This is not true or false because the capacity of human memory itself is debatable, and often uses arguments that are essentially not strong enough. So we like to hear (while holding back the laughter and sleepiness) that we only use 4% of our brain capacity alone, or 20%, or 2.5%.
John von Neumann (1953) once estimated the capacity of a human brain for thirty-five exabytes (one exa = one thousand maps = one million tera = a billion giga). Big enough - even for today's computer sizes.
Estimates of the following years give different figures. An estimated 100 trillion nerve connections between brain cells occur; and this is considered equivalent to a capacity of 40 terabytes.

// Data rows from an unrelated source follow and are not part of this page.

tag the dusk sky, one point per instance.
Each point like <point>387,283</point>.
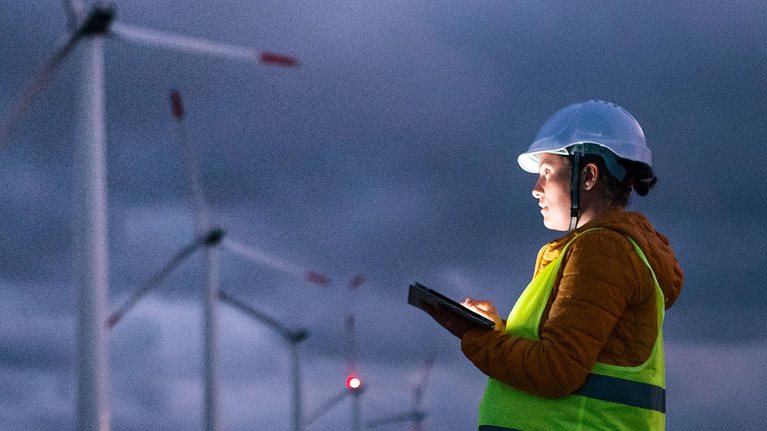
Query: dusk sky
<point>390,152</point>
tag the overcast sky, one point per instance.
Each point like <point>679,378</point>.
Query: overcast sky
<point>391,151</point>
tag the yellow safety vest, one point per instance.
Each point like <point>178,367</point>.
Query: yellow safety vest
<point>614,398</point>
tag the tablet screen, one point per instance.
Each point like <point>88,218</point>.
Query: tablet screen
<point>419,294</point>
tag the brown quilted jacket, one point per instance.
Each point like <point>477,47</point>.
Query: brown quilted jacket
<point>601,309</point>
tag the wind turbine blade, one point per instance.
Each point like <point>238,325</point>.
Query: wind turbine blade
<point>200,46</point>
<point>155,280</point>
<point>74,12</point>
<point>33,88</point>
<point>421,386</point>
<point>274,262</point>
<point>290,335</point>
<point>191,166</point>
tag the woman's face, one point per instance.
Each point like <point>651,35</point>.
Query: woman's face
<point>553,191</point>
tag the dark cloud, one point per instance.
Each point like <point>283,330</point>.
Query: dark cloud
<point>391,151</point>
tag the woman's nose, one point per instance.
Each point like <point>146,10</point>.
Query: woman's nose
<point>537,190</point>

Still big enough, though not as loud as von Neumann's.
Prof. Dr. Ralph Merkle from Georgia Tech mentioned that the researchers have not yet worked out the basic assumptions about how the brain feeds information. Then he proposes conducting a live experiment that records the capacity of the brain directly. He took some previous studies, and recalculated them. The results are impressive. Our memory capacity is estimated to be only about 200 megabytes. Wow, 256MB flash drive is already starting to be wasted because it is considered too small.
But even if this may (hopefully) drop our ego, the conclusions drawn are quite interesting. Our brains are special because they do not do processing and storage like a computer. The brain is capable of managing exceptional memory resources so that with such capacity, it is able to store and process information much more reliably than a computer.
Yes whatever the results of such research, but the human brain is second to none ...
We have a better way to compress information.